A zener diode with 5V zener voltage is used to regulate an unregulated dc voltage input of 25 V. For a 400 $$\Omega$$ resistor connected in series, the zener current is found to be 4 times load current. The load current ($$I_L$$) and load resistance ($$R_L$$) are:

The zener diode keeps the voltage across itself and the parallel load fixed at $$V_Z = 5\text{ V}$$.

The source voltage is $$V_S = 25\text{ V}$$ and the series resistor is $$R_S = 400\,\Omega$$.

Hence the voltage across $$R_S$$ equals $$V_S - V_Z = 25 - 5 = 20\text{ V}$$.

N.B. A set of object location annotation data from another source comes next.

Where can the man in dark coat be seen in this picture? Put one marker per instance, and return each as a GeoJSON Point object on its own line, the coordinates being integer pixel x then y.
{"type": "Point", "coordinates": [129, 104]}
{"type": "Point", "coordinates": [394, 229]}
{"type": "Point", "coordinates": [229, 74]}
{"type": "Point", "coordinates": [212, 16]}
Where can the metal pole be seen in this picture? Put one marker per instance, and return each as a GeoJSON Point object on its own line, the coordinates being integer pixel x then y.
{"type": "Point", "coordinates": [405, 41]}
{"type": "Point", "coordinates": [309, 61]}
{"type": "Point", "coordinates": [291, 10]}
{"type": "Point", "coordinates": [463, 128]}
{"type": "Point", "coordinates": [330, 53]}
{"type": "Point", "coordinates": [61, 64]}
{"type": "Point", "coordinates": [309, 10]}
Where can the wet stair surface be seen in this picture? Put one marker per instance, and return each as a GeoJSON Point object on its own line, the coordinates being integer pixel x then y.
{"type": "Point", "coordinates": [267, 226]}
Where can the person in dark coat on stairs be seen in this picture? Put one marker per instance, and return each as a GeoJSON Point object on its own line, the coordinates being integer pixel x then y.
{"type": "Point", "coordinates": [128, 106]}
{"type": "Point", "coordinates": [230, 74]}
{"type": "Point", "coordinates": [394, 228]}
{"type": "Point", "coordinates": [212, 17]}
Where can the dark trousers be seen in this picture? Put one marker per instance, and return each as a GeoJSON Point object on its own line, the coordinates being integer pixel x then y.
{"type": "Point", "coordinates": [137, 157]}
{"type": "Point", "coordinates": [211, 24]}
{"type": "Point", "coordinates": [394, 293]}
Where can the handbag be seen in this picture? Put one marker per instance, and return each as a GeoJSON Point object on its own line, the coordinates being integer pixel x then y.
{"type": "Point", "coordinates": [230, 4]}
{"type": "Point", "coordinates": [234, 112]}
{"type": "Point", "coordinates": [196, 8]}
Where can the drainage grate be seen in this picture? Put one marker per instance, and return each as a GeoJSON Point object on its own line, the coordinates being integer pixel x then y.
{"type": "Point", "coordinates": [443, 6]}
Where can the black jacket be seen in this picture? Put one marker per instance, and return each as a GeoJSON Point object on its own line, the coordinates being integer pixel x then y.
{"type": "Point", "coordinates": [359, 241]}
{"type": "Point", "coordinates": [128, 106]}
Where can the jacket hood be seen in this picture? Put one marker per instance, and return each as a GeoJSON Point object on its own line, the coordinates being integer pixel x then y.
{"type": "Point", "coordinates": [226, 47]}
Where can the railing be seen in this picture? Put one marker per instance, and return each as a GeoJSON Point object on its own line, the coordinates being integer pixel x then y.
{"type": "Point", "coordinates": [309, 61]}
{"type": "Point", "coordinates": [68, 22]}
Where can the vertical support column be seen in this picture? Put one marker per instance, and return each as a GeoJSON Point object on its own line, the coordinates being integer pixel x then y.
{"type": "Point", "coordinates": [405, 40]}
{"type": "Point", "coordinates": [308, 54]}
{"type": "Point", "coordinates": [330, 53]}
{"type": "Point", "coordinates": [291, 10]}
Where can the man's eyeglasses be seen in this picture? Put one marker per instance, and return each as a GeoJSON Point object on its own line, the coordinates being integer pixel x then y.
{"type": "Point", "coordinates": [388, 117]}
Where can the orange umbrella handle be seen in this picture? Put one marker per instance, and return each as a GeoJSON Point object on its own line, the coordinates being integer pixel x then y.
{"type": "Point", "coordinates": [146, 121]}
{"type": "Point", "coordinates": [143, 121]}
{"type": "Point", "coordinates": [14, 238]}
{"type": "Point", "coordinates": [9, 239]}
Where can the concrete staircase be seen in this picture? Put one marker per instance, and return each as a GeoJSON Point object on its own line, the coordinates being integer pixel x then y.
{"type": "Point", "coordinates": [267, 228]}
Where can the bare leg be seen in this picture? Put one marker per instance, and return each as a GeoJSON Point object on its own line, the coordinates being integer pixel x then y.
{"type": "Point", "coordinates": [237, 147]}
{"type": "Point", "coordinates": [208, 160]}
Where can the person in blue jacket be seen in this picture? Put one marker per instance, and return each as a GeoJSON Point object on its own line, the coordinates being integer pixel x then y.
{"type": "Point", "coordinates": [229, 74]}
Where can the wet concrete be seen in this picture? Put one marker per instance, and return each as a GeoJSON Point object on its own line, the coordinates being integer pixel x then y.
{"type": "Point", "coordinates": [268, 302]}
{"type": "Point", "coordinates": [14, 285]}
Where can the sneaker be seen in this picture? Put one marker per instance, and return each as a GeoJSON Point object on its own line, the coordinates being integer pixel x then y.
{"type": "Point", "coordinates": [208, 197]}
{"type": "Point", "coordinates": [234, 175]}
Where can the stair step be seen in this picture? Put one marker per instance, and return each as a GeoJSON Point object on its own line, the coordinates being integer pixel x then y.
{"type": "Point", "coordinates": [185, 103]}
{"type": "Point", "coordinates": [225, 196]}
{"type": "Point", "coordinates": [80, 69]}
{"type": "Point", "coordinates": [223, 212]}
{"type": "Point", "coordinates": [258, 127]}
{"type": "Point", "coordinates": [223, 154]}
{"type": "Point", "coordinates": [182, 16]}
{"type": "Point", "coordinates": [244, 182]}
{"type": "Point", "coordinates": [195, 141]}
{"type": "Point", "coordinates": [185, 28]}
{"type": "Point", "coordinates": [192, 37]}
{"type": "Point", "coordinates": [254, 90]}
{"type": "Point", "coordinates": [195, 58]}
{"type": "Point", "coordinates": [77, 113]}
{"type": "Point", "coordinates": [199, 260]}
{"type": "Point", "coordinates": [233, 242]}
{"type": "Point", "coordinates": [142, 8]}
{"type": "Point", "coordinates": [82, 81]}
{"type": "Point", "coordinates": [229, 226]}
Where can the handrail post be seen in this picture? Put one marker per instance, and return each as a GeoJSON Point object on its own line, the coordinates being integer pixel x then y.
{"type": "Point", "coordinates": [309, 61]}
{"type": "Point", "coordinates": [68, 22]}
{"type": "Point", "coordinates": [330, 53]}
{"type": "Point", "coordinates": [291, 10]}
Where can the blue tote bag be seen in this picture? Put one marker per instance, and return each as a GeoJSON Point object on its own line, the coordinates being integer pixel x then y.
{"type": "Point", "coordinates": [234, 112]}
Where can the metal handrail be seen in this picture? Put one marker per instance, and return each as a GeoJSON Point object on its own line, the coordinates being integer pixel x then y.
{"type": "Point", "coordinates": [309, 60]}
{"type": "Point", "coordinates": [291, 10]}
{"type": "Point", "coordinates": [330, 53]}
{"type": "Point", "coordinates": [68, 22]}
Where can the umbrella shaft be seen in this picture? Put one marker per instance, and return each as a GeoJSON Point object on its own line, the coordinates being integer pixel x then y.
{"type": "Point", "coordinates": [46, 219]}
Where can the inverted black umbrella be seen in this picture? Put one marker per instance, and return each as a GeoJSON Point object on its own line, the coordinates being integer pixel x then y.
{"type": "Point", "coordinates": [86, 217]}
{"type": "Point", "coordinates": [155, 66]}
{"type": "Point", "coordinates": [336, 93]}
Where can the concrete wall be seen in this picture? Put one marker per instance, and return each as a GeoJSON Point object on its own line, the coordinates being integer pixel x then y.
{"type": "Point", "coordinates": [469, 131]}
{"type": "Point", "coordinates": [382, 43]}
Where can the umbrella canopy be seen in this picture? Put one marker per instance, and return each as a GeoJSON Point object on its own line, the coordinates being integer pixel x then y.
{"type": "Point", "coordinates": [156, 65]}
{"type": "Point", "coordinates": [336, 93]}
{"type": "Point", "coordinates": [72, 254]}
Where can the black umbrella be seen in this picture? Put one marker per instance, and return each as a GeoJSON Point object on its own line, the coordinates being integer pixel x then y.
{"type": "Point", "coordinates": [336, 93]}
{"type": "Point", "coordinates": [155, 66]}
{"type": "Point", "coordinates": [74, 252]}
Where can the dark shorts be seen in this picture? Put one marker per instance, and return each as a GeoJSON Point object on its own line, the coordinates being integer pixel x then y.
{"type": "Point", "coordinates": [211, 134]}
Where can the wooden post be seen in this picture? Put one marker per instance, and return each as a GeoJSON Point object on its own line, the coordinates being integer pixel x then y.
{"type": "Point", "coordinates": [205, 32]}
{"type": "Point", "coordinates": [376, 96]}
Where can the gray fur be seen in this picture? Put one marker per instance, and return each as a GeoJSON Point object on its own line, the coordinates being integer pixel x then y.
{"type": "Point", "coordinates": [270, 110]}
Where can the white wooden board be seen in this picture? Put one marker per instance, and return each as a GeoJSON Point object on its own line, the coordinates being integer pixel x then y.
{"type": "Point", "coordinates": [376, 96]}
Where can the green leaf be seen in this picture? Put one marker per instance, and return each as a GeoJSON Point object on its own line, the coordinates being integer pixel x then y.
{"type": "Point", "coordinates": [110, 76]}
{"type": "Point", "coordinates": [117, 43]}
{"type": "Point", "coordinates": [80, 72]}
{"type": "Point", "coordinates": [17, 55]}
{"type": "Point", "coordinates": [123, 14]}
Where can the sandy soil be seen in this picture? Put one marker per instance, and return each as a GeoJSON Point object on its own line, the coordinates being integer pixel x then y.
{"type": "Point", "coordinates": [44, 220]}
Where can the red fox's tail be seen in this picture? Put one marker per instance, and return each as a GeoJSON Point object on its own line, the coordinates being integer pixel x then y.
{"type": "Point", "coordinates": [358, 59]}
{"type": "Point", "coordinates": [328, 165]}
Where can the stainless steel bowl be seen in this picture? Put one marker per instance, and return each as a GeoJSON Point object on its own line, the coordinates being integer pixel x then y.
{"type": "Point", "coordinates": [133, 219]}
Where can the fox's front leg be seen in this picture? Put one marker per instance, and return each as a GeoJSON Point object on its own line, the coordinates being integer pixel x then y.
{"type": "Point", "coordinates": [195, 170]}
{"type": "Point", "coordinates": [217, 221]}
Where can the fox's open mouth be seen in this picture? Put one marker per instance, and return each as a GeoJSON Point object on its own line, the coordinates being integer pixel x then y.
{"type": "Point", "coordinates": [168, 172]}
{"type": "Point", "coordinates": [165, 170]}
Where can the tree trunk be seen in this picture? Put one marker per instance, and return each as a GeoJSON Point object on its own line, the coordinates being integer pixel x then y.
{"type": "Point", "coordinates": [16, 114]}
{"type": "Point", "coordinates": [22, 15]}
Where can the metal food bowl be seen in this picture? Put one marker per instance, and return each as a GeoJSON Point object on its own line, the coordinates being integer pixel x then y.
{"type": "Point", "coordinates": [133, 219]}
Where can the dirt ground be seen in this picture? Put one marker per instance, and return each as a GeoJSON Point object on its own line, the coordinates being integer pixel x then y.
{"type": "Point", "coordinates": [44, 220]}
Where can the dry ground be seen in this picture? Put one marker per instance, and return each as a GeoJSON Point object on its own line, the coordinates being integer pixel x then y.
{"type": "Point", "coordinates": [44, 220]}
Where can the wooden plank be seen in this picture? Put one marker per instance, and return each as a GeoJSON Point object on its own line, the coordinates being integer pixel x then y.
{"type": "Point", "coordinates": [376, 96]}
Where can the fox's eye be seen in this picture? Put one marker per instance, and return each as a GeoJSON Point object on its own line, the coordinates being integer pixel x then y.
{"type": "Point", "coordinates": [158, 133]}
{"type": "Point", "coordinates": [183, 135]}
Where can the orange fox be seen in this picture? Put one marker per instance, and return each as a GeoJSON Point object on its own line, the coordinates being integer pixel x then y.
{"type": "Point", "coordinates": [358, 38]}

Current through the series resistor (which is the sum of zener current $$I_Z$$ and load current $$I_L$$) is therefore
$$I_S = \frac{20}{400} = 0.05\text{ A} = 50\text{ mA}$$ $$-(1)$$

Given that the zener current is four times the load current,
$$I_Z = 4 I_L$$ $$-(2)$$

From $$I_S = I_Z + I_L$$ and substituting from $$(2)$$:
$$I_S = 4 I_L + I_L = 5 I_L$$ $$-(3)$$

Using $$(1)$$ and $$(3)$$:
$$5 I_L = 50\text{ mA} \;\Longrightarrow\; I_L = 10\text{ mA}$$

The load resistance is found from Ohm’s law using the regulated voltage:
$$R_L = \frac{V_Z}{I_L} = \frac{5\text{ V}}{10\text{ mA}} = 500\,\Omega$$

Thus, $$I_L = 10\text{ mA}$$ and $$R_L = 500\,\Omega$$. This matches Option D.